Let y = f(x) = sqrt(3x-5)

=> y^2 = 3x - 5

=> 3x = y^2 + 5

=> x = y^2 / 3 + 5/3

Interchange x and y

=> y = x^2/3 + 5/3

**Therefore the inverse of f(x) = sqrt(3x-5) is f^-1(x) = x^2/3 + 5/3.**

Given the function f(x) = sqrt(3x-5).

We need to find f^-1 (x) which is the inverse of the function f(x).

First, we will assume that y= sqrt(3x-5).
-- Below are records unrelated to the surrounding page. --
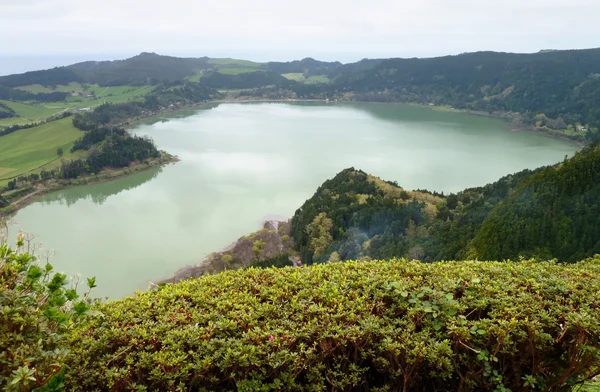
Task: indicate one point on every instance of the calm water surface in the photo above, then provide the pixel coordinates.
(243, 162)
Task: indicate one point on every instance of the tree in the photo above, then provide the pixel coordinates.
(39, 312)
(319, 232)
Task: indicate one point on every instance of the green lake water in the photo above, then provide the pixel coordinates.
(242, 163)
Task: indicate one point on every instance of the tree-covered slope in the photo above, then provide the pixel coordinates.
(549, 213)
(144, 68)
(552, 213)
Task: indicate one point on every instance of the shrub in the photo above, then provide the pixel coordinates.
(36, 310)
(377, 326)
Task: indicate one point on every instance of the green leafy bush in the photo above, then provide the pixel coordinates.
(36, 311)
(377, 326)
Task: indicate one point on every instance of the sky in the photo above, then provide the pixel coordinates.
(45, 33)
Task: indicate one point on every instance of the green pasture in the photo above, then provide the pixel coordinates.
(29, 112)
(27, 150)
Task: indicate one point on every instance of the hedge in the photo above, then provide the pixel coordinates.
(354, 326)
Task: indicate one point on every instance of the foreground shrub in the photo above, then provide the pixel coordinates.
(36, 310)
(376, 326)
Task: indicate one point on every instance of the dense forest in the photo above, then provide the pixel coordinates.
(6, 112)
(548, 213)
(555, 91)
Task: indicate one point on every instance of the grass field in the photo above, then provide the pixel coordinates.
(35, 111)
(196, 77)
(38, 88)
(234, 63)
(298, 77)
(24, 151)
(32, 112)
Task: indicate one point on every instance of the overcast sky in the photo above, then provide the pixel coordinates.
(345, 30)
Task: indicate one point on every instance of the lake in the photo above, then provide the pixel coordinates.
(241, 163)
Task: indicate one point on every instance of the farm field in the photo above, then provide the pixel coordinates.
(26, 150)
(38, 88)
(31, 112)
(35, 111)
(299, 77)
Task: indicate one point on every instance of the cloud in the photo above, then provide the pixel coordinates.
(282, 29)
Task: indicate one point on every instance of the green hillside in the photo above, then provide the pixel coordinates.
(384, 325)
(27, 150)
(548, 213)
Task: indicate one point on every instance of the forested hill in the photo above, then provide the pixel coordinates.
(551, 212)
(553, 91)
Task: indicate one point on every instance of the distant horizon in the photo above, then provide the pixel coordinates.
(20, 63)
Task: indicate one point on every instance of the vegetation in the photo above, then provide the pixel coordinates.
(242, 80)
(384, 326)
(32, 112)
(26, 150)
(38, 313)
(548, 213)
(551, 91)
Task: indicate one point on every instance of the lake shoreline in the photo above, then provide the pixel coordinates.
(105, 176)
(130, 123)
(508, 116)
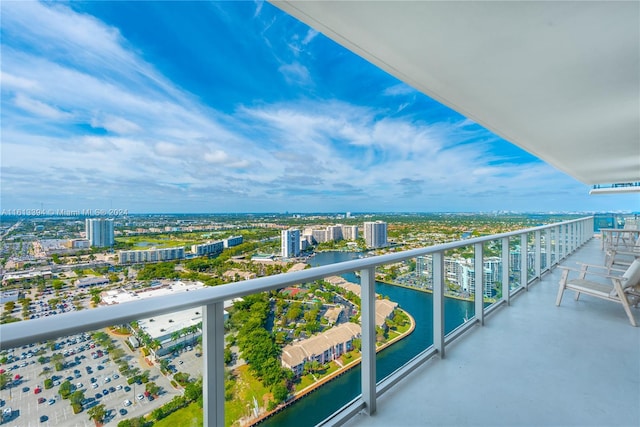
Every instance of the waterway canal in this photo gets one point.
(320, 404)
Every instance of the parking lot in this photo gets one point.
(98, 377)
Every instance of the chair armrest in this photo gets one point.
(590, 273)
(604, 267)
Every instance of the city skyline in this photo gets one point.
(237, 107)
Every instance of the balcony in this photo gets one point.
(529, 363)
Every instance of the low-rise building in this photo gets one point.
(85, 282)
(321, 348)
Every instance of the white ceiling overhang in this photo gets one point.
(560, 79)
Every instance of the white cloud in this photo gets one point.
(295, 73)
(39, 108)
(9, 81)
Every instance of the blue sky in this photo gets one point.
(237, 107)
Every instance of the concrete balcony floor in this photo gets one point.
(532, 364)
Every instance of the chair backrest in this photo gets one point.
(631, 277)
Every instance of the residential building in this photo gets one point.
(350, 232)
(290, 243)
(321, 348)
(232, 241)
(150, 255)
(99, 232)
(209, 248)
(375, 234)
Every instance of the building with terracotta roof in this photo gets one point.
(322, 348)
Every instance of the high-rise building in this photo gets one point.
(290, 243)
(99, 232)
(350, 232)
(375, 234)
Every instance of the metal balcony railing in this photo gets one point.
(541, 248)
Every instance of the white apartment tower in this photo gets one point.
(375, 234)
(99, 232)
(290, 243)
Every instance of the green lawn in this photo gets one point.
(247, 387)
(191, 416)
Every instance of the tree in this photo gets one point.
(152, 388)
(280, 392)
(58, 361)
(76, 401)
(97, 414)
(5, 378)
(65, 390)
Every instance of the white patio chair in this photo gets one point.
(622, 289)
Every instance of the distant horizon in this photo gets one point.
(238, 107)
(5, 213)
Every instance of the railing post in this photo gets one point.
(506, 289)
(368, 320)
(547, 247)
(478, 272)
(213, 369)
(537, 260)
(556, 238)
(524, 254)
(438, 302)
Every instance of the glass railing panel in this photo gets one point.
(492, 272)
(514, 263)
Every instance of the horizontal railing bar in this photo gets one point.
(25, 332)
(345, 413)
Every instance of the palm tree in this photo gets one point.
(97, 414)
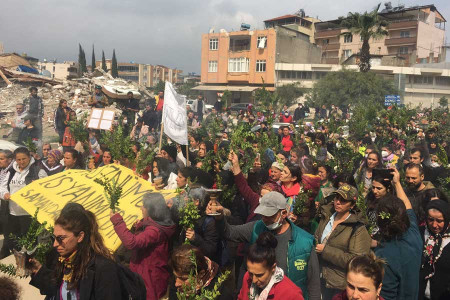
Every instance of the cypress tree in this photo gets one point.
(81, 60)
(104, 62)
(114, 71)
(93, 59)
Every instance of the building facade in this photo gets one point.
(64, 70)
(416, 35)
(243, 61)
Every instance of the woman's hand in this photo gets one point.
(190, 234)
(396, 176)
(33, 265)
(319, 248)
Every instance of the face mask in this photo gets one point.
(275, 225)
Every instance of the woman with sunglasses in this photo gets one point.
(85, 268)
(340, 236)
(435, 270)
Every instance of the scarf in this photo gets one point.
(277, 276)
(433, 247)
(210, 274)
(67, 266)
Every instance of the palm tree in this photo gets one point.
(367, 25)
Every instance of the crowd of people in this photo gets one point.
(290, 205)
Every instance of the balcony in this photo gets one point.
(402, 25)
(327, 33)
(331, 47)
(401, 41)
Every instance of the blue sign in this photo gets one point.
(391, 100)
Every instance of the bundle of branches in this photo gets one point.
(112, 191)
(36, 243)
(189, 290)
(119, 144)
(78, 129)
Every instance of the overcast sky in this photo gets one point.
(164, 32)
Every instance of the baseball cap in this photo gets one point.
(270, 204)
(348, 192)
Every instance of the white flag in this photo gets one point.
(174, 115)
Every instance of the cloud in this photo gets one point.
(156, 32)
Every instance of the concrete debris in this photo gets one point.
(76, 92)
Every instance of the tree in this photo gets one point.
(114, 71)
(443, 102)
(93, 59)
(287, 94)
(104, 62)
(368, 26)
(351, 87)
(81, 60)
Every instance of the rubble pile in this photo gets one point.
(76, 92)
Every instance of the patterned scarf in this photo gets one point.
(254, 293)
(433, 247)
(67, 266)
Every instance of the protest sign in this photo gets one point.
(101, 118)
(50, 194)
(175, 115)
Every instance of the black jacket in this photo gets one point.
(440, 282)
(26, 133)
(100, 283)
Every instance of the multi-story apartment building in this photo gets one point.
(416, 35)
(144, 74)
(243, 61)
(64, 70)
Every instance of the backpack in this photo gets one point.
(132, 285)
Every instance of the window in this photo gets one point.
(442, 80)
(404, 33)
(348, 38)
(239, 64)
(260, 66)
(261, 42)
(347, 53)
(423, 79)
(213, 44)
(212, 66)
(403, 50)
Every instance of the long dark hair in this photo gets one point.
(76, 220)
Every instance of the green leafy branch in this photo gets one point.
(112, 191)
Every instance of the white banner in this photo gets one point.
(175, 115)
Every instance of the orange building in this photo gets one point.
(243, 61)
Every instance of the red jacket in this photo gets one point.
(283, 290)
(150, 252)
(287, 143)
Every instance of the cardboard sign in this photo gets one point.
(50, 194)
(101, 118)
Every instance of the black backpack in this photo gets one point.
(132, 285)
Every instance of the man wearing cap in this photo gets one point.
(98, 100)
(295, 250)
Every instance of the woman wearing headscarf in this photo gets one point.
(52, 165)
(148, 240)
(435, 271)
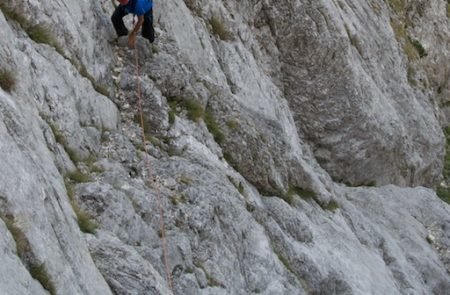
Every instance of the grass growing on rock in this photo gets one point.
(7, 80)
(37, 271)
(443, 191)
(213, 127)
(40, 273)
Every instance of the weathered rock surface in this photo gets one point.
(252, 110)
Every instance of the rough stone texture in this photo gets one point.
(344, 75)
(303, 92)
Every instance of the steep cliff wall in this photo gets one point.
(259, 118)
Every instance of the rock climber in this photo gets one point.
(143, 9)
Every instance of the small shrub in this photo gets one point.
(7, 80)
(214, 128)
(233, 124)
(399, 6)
(13, 15)
(84, 221)
(39, 272)
(101, 89)
(194, 109)
(78, 177)
(443, 193)
(219, 29)
(178, 199)
(419, 48)
(331, 206)
(59, 137)
(22, 245)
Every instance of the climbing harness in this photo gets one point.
(150, 177)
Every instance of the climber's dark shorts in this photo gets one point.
(147, 28)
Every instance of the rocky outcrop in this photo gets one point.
(253, 112)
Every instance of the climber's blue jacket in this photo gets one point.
(138, 7)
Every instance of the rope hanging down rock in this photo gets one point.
(150, 176)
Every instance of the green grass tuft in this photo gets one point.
(22, 245)
(85, 222)
(331, 206)
(214, 128)
(7, 80)
(39, 272)
(78, 177)
(419, 48)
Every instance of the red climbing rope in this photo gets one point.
(150, 177)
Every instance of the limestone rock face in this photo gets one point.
(221, 158)
(348, 84)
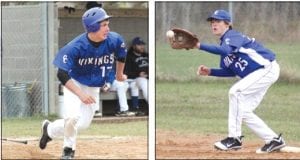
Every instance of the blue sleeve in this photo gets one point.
(220, 50)
(65, 58)
(221, 72)
(110, 77)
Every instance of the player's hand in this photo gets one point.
(106, 87)
(121, 77)
(87, 99)
(203, 70)
(197, 45)
(143, 74)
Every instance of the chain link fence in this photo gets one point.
(22, 91)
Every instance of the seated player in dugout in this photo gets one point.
(257, 67)
(82, 65)
(137, 70)
(121, 87)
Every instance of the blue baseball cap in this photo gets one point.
(137, 41)
(220, 15)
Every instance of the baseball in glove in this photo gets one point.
(181, 38)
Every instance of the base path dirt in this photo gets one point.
(87, 148)
(170, 145)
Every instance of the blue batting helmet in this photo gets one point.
(92, 17)
(220, 15)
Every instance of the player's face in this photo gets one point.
(139, 48)
(218, 27)
(104, 29)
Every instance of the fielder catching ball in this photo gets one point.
(257, 67)
(82, 68)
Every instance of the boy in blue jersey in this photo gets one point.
(256, 66)
(82, 68)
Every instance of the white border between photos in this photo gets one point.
(151, 83)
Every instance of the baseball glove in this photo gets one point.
(183, 39)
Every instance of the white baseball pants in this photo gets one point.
(78, 116)
(137, 84)
(245, 96)
(121, 88)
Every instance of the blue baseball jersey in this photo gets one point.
(240, 55)
(88, 64)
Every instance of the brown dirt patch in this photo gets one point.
(87, 148)
(170, 145)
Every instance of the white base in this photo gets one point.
(287, 149)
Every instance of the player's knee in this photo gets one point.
(70, 126)
(233, 92)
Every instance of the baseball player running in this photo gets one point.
(82, 66)
(256, 66)
(121, 88)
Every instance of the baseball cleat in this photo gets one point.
(45, 137)
(68, 153)
(229, 143)
(125, 114)
(274, 145)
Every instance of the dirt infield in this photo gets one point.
(170, 145)
(87, 148)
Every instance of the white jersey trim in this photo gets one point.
(255, 56)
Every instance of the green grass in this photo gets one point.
(202, 107)
(30, 127)
(187, 103)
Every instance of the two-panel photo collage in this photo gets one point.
(150, 80)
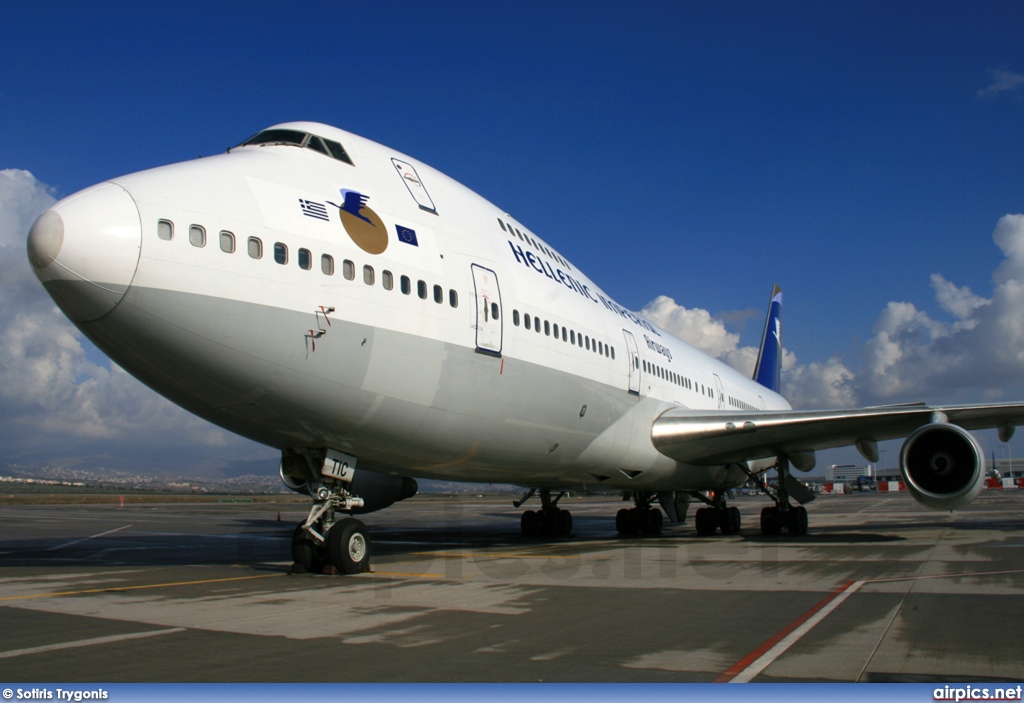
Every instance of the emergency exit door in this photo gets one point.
(488, 310)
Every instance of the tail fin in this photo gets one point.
(768, 370)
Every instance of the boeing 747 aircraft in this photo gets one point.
(379, 322)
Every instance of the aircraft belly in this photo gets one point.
(401, 402)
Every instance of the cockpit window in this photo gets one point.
(316, 144)
(276, 136)
(292, 137)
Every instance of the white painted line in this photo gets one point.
(76, 541)
(762, 662)
(87, 643)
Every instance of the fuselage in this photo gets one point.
(303, 296)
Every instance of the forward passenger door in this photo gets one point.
(488, 310)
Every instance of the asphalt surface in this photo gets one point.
(881, 589)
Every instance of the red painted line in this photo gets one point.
(740, 665)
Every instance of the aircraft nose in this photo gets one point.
(85, 250)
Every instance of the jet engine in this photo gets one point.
(943, 466)
(380, 490)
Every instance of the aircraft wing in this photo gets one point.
(700, 437)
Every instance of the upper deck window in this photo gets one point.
(293, 137)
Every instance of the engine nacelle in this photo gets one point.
(943, 466)
(380, 490)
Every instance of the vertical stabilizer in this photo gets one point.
(768, 370)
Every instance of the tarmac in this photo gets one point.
(881, 589)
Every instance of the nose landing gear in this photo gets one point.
(642, 519)
(550, 521)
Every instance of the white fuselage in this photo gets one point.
(465, 349)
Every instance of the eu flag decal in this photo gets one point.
(407, 235)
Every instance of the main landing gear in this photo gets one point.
(550, 521)
(783, 515)
(642, 519)
(717, 516)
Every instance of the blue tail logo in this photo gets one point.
(768, 370)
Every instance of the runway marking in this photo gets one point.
(76, 541)
(758, 660)
(404, 574)
(87, 643)
(113, 589)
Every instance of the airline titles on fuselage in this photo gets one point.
(655, 347)
(530, 260)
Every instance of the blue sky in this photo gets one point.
(700, 151)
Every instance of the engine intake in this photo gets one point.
(943, 466)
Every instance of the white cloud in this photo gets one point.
(1003, 82)
(693, 325)
(977, 353)
(51, 394)
(817, 385)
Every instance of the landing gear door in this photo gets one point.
(634, 359)
(488, 311)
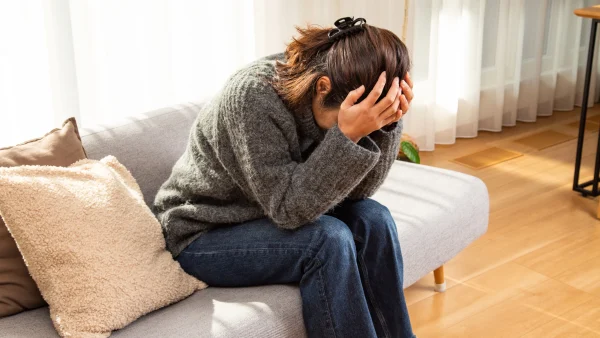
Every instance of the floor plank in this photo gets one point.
(536, 272)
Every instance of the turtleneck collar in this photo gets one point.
(307, 125)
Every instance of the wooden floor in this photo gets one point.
(536, 273)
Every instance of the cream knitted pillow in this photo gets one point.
(93, 247)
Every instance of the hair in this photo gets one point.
(354, 60)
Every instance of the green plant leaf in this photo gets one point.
(410, 152)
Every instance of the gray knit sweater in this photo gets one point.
(250, 157)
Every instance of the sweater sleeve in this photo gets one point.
(291, 193)
(388, 141)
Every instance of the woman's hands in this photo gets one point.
(359, 120)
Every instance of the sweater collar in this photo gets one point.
(305, 119)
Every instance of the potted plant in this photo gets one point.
(409, 150)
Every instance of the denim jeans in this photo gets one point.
(348, 265)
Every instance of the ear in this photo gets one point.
(323, 86)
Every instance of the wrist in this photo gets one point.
(349, 135)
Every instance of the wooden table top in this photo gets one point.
(588, 12)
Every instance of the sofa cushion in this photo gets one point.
(148, 145)
(60, 147)
(263, 312)
(438, 213)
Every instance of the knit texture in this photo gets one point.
(92, 246)
(250, 157)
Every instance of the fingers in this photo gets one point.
(352, 97)
(373, 96)
(404, 104)
(407, 91)
(394, 118)
(408, 80)
(391, 110)
(390, 98)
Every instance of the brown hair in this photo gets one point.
(350, 62)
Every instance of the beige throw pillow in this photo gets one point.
(60, 147)
(93, 247)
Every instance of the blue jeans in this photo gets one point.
(348, 265)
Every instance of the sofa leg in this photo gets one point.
(440, 281)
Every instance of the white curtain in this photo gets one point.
(484, 65)
(477, 65)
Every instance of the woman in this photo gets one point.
(274, 184)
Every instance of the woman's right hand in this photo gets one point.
(359, 120)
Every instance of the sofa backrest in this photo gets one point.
(148, 145)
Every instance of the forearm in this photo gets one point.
(388, 143)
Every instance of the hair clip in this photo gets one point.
(345, 26)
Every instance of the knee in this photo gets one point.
(334, 234)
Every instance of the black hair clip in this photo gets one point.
(345, 26)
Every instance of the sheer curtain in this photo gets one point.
(484, 65)
(477, 65)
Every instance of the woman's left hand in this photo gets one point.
(405, 99)
(407, 94)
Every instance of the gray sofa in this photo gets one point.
(438, 213)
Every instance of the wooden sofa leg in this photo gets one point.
(440, 281)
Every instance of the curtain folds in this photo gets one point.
(477, 64)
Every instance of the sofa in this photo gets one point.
(438, 213)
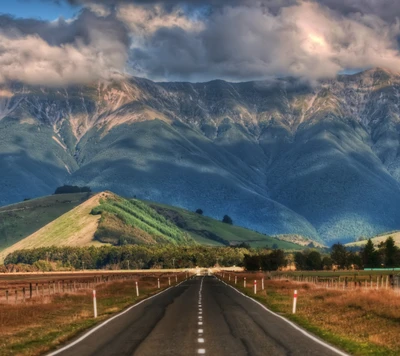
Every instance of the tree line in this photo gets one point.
(386, 255)
(128, 257)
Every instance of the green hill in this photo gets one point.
(106, 218)
(208, 231)
(20, 220)
(378, 239)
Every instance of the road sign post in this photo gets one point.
(94, 304)
(294, 301)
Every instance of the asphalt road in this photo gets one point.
(200, 316)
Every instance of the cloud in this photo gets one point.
(305, 40)
(202, 40)
(62, 53)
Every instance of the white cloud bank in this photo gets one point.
(239, 42)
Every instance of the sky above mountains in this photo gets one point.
(63, 42)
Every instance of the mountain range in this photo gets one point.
(279, 156)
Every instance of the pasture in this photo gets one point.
(61, 305)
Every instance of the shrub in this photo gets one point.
(227, 220)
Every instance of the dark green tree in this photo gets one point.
(339, 255)
(391, 252)
(300, 261)
(313, 261)
(227, 220)
(327, 263)
(369, 255)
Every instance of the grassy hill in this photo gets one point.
(208, 231)
(378, 239)
(20, 220)
(106, 218)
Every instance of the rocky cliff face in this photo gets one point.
(279, 157)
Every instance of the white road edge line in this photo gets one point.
(84, 336)
(312, 337)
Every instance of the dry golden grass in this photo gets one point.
(363, 321)
(40, 324)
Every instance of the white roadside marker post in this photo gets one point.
(294, 301)
(94, 304)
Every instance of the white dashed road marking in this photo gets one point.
(200, 340)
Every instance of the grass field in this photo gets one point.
(357, 320)
(134, 222)
(40, 324)
(74, 228)
(20, 220)
(212, 232)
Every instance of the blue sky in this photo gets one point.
(37, 9)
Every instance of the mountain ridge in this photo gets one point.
(280, 157)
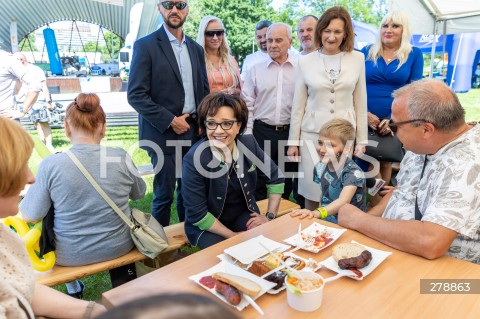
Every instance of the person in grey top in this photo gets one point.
(435, 210)
(87, 230)
(11, 69)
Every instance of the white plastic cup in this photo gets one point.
(309, 300)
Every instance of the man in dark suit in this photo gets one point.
(168, 79)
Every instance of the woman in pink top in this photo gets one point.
(222, 69)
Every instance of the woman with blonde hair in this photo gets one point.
(330, 83)
(20, 296)
(222, 68)
(390, 63)
(87, 229)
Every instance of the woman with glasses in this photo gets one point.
(390, 63)
(87, 229)
(222, 69)
(219, 174)
(330, 84)
(20, 296)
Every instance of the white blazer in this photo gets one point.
(316, 100)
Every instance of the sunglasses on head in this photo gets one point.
(394, 126)
(218, 33)
(169, 5)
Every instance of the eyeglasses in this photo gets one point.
(394, 126)
(218, 33)
(169, 5)
(211, 125)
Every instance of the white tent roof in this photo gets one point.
(111, 14)
(460, 16)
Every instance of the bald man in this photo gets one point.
(435, 210)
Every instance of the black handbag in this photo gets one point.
(388, 149)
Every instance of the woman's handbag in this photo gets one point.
(388, 149)
(147, 233)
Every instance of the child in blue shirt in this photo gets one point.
(341, 180)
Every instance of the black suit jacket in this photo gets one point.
(155, 88)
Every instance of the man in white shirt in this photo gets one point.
(43, 102)
(12, 70)
(305, 29)
(268, 92)
(261, 54)
(435, 209)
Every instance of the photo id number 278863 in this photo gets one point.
(450, 286)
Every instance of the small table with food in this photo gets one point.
(383, 283)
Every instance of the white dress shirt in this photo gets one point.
(268, 92)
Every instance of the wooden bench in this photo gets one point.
(59, 274)
(176, 239)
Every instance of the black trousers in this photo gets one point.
(263, 133)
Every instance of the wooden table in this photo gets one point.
(390, 291)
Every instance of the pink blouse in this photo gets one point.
(215, 80)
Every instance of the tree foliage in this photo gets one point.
(239, 18)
Now we will try to isolate x on one sides.

==> y= sqrt( 3x -5)

We will square both sides:

==> y^2 = 3x - 5

Now we will add 5 to both sides.

==> y^2 + 5 = 3x

Now we will divide by 3.

==> x = ( y^2 + 5) /3

Now we will rewrite x and y.

==> y= (x^2 + 5) /3

Then the inverse if the function f(x) is:

**f^-1 (x) = (x^2 + 5) /3 **

f(x) = sqrt(3x-5)

To find the inverse of the function 3x-5.

We know 3x-5 > 5,

So for x> 5/3, we assume f^-1(x) = y.

So f(y) = x.

=> sqrt(3y-5) = x.

=> 3y-5 = x^2.

=> 3y = x^2+5.

=> y = (x^2+5)/3.

Therefore y = (x^2+5)/3 is the inverse of y = sqrt(3x-5).